G E L E B T E S   L E B E N

Die Reise ist immer vollkommen,

ganz gleich für welchen Weg du dich entscheidest.

 

Eine indianische Geschichte von dem Besticken einer Decke

Quelle: Joseph M. Marshall, Bleib auf deinem Weg, Herder Verlag, 6. Aufl. 2012, S. 43 ff.

 

>>Zwei ältere Frauen saßen zusammen und sprachen über das Leben, das sie gelebt hatten. ... Und als die Frauen sich so unterhielten, kam jeder eine Frage in den Sinn: Wieso konnten die Dinge nicht anders sein? Jede von ihnen wurde von dem Gedanken gequält, dass es ihnen vielleicht möglich gewesen wäre, ein anderes Leben zu führen, und sie es nicht getan hatten. Da sie keine Lösungen finden konnten, beschlossen sie, mit einer sehr alten Frau, die für ihre Weisheit bekannt war, zu sprechen.

 

Die alte Frau hörte ihnen zu, als sie die Geschichten ihres Lebens vortrugen und ihre Fragen über das, was hätte sein können. Sie war nicht überrascht, als sie hörte, wie die Frauen ihr Leben, die erfüllten und die unerfüllten Träume beschrieben. Als sie geendigt hatten, griff sie in einen Schrank und zog zwei gewebte Wolldecken hervor, die beide gleich schlicht und grau waren. Sie reichte beiden Frauen eine Decke.
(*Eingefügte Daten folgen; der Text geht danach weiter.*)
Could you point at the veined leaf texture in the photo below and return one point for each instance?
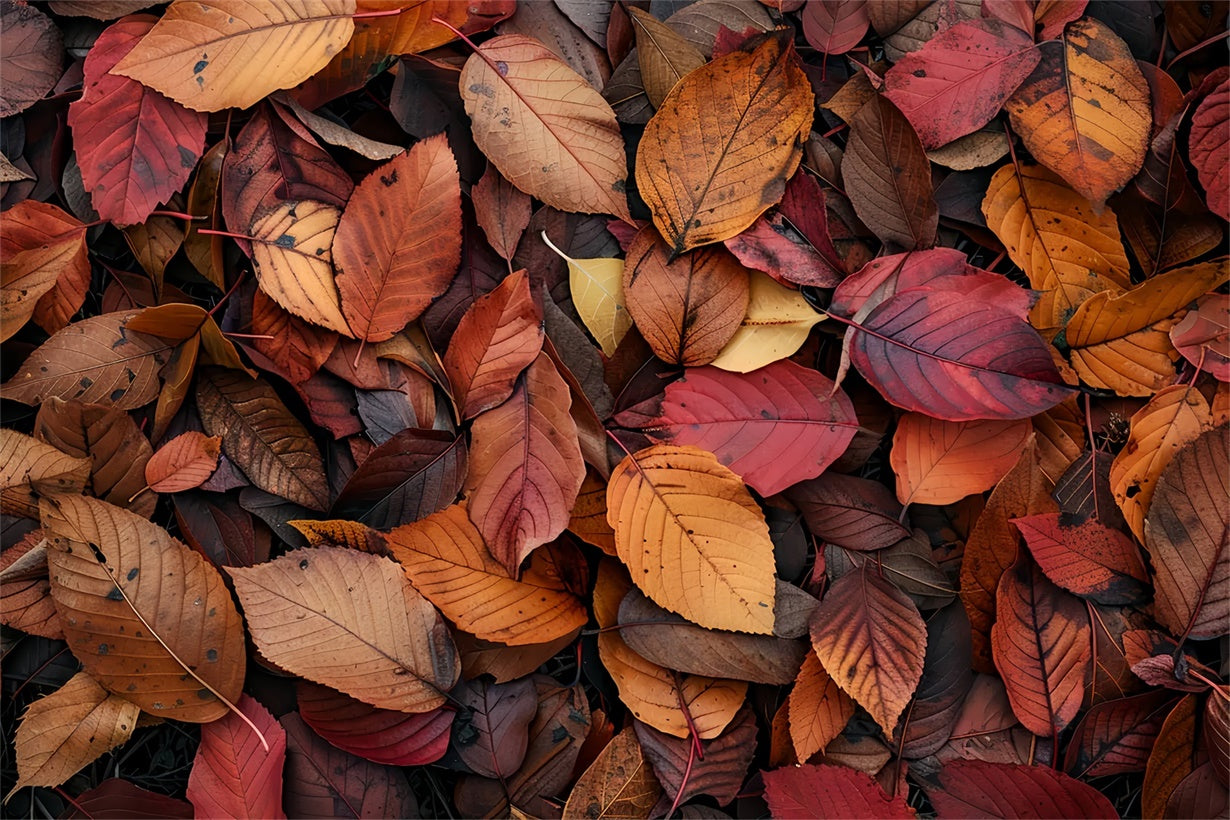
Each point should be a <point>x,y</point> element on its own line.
<point>615,410</point>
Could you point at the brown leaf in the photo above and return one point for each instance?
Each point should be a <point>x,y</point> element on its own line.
<point>127,593</point>
<point>399,241</point>
<point>736,102</point>
<point>352,621</point>
<point>258,433</point>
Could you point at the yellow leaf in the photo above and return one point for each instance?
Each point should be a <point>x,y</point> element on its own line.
<point>693,537</point>
<point>215,54</point>
<point>1068,251</point>
<point>292,250</point>
<point>1122,342</point>
<point>598,293</point>
<point>776,325</point>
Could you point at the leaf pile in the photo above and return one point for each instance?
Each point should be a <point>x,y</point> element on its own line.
<point>598,410</point>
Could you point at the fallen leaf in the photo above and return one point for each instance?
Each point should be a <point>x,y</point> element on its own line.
<point>736,101</point>
<point>225,54</point>
<point>352,621</point>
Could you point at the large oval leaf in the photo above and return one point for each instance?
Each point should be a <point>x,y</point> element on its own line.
<point>718,151</point>
<point>219,54</point>
<point>1085,112</point>
<point>546,129</point>
<point>447,561</point>
<point>693,537</point>
<point>148,617</point>
<point>399,241</point>
<point>1187,532</point>
<point>1042,648</point>
<point>525,466</point>
<point>774,427</point>
<point>135,148</point>
<point>871,639</point>
<point>352,621</point>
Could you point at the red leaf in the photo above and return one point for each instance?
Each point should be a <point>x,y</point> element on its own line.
<point>974,788</point>
<point>1089,559</point>
<point>525,466</point>
<point>808,792</point>
<point>961,78</point>
<point>498,337</point>
<point>399,241</point>
<point>380,735</point>
<point>1210,148</point>
<point>233,775</point>
<point>835,26</point>
<point>1042,648</point>
<point>774,427</point>
<point>135,146</point>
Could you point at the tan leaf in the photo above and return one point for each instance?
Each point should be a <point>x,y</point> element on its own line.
<point>546,129</point>
<point>721,146</point>
<point>292,251</point>
<point>146,616</point>
<point>214,54</point>
<point>352,621</point>
<point>447,561</point>
<point>693,537</point>
<point>64,732</point>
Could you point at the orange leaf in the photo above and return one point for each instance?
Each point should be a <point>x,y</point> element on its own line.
<point>183,462</point>
<point>525,466</point>
<point>941,462</point>
<point>1085,111</point>
<point>693,537</point>
<point>721,146</point>
<point>399,241</point>
<point>447,561</point>
<point>1042,648</point>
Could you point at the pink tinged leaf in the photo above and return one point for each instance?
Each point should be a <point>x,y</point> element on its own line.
<point>774,427</point>
<point>960,79</point>
<point>234,776</point>
<point>805,792</point>
<point>135,146</point>
<point>974,788</point>
<point>835,26</point>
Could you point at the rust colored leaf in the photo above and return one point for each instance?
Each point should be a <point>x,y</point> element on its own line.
<point>960,79</point>
<point>261,437</point>
<point>64,732</point>
<point>233,773</point>
<point>228,54</point>
<point>1089,559</point>
<point>1042,648</point>
<point>399,242</point>
<point>183,462</point>
<point>447,561</point>
<point>941,462</point>
<point>774,427</point>
<point>380,735</point>
<point>888,177</point>
<point>1186,532</point>
<point>871,639</point>
<point>974,788</point>
<point>135,148</point>
<point>829,791</point>
<point>352,621</point>
<point>701,194</point>
<point>496,339</point>
<point>127,593</point>
<point>693,539</point>
<point>529,111</point>
<point>686,309</point>
<point>96,360</point>
<point>525,466</point>
<point>619,783</point>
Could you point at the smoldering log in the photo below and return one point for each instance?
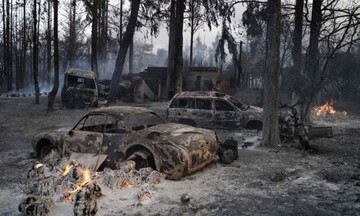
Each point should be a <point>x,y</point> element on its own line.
<point>36,206</point>
<point>86,200</point>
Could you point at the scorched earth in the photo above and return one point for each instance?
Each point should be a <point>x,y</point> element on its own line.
<point>263,181</point>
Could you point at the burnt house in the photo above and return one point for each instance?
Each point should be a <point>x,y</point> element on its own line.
<point>194,79</point>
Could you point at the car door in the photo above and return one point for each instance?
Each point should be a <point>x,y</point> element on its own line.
<point>87,136</point>
<point>226,115</point>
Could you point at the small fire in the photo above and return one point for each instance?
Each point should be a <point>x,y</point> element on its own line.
<point>84,180</point>
<point>77,178</point>
<point>126,184</point>
<point>67,170</point>
<point>326,110</point>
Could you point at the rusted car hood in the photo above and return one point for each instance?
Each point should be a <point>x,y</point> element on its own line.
<point>54,136</point>
<point>183,134</point>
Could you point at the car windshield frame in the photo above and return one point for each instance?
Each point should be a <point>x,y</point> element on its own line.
<point>142,125</point>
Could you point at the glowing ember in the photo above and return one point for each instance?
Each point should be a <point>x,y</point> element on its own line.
<point>126,184</point>
<point>66,170</point>
<point>76,177</point>
<point>326,110</point>
<point>84,180</point>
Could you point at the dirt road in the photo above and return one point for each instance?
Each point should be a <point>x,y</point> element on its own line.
<point>277,181</point>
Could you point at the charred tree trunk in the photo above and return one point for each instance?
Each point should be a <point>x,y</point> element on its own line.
<point>54,91</point>
<point>120,60</point>
<point>35,55</point>
<point>24,49</point>
<point>48,44</point>
<point>179,19</point>
<point>94,38</point>
<point>120,27</point>
<point>3,68</point>
<point>171,48</point>
<point>71,49</point>
<point>270,130</point>
<point>312,64</point>
<point>131,57</point>
<point>297,36</point>
<point>9,23</point>
<point>192,31</point>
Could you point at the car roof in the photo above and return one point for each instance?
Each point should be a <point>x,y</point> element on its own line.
<point>80,73</point>
<point>121,111</point>
<point>201,94</point>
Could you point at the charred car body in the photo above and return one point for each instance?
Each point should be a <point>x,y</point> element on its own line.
<point>139,134</point>
<point>212,109</point>
<point>80,88</point>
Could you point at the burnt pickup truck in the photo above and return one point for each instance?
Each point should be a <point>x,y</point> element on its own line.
<point>80,89</point>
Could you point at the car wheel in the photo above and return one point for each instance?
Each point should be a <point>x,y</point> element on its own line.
<point>188,122</point>
<point>254,125</point>
<point>304,143</point>
<point>44,151</point>
<point>142,159</point>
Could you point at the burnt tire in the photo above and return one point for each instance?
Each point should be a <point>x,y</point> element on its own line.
<point>44,151</point>
<point>188,122</point>
<point>254,125</point>
<point>304,143</point>
<point>142,159</point>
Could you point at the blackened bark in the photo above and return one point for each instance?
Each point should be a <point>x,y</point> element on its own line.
<point>179,19</point>
<point>48,44</point>
<point>312,61</point>
<point>297,36</point>
<point>54,91</point>
<point>270,130</point>
<point>171,51</point>
<point>120,60</point>
<point>94,37</point>
<point>192,31</point>
<point>35,55</point>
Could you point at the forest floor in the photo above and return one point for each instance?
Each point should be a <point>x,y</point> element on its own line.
<point>263,181</point>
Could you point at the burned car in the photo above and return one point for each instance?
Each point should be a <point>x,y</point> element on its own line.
<point>80,89</point>
<point>211,109</point>
<point>119,133</point>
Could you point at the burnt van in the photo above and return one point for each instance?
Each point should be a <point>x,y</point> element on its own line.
<point>211,109</point>
<point>80,89</point>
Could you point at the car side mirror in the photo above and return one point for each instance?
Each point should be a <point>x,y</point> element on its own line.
<point>71,133</point>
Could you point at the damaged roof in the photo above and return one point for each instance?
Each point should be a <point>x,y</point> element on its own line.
<point>201,94</point>
<point>80,73</point>
<point>121,111</point>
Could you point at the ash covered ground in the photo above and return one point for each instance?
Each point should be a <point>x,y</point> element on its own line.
<point>262,181</point>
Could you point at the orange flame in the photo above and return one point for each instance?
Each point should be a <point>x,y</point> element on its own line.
<point>85,178</point>
<point>66,170</point>
<point>126,184</point>
<point>327,109</point>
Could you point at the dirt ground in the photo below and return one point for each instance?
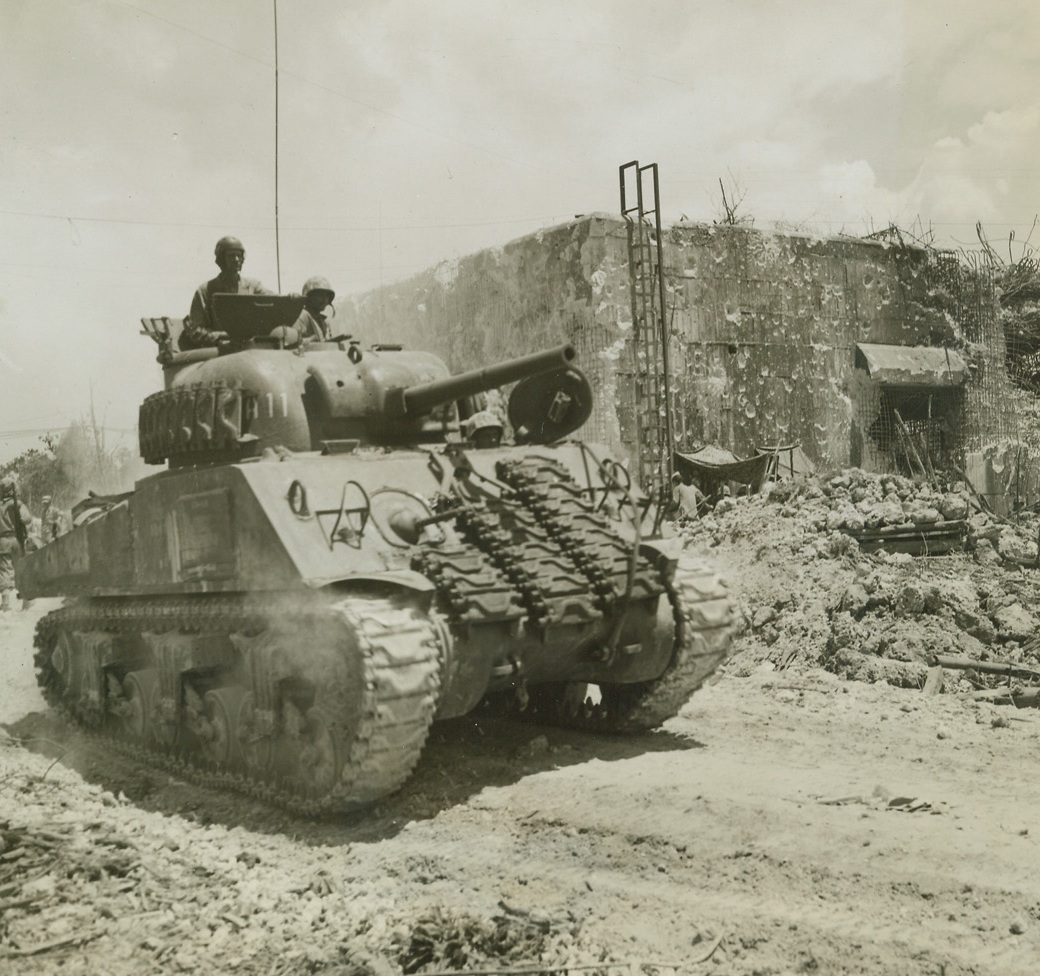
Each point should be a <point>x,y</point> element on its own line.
<point>788,820</point>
Dann gab sie ihnen Nadeln und viele Spulen mit verschiedenfarbigem Garn.

 

"Verziert eure Decken, jede von euch", wies die alte Frau beide an. "Wenn ihr fertig seid, bringt sie mir, und dann reden wir weiter."

 

Die beiden Frauen waren etwas verwirrt, doch sie taten, worum die alte Frau sie gebeten hatte. Etliche Tage später kamen die beiden Frauen mit ihren Decken zurück. Jede hatte eine komplette Seite ihrer Decke verziert. Die alte Frau war zufrieden.

 

"Lasst uns einen Blick auf eure Decken werfen", sagte sie und hängte sie an die Wand. "Schön, schön", kicherte sie, "ganz so, wie ich es mir vorgestellt hatte. Obgleich ich euch nur anwies, eure Decken zu verzieren, hat doch jede von euch die Geschichte ihres Lebens erzählt."

 

Das hatten sie tatsächlich. Die Decke der ersten Frau zeigte eine Reihe von Szenen, kurze und prägnante Darstellungen ihres Lebens. Zuerst waren da ein Mann und eine Frau, dann Babys und Kinder, die zu Erwachsenen herangewachsen waren und eigene Babys hatten. Ein Mann und eine Frau, wie sie das Land bestellen und die Ernte einbringen; ein Haus, das neben einem Fluss steht, in einem Tal unter dem weiten Himmel. Sie hatte fast jede Farbe der Garnspulen verwandt: kräftige Grün-, strahlende Blau-, feurige Rot-, leuchtende Gelb-, wohltuende Lavendel- und weiche Orangetöne.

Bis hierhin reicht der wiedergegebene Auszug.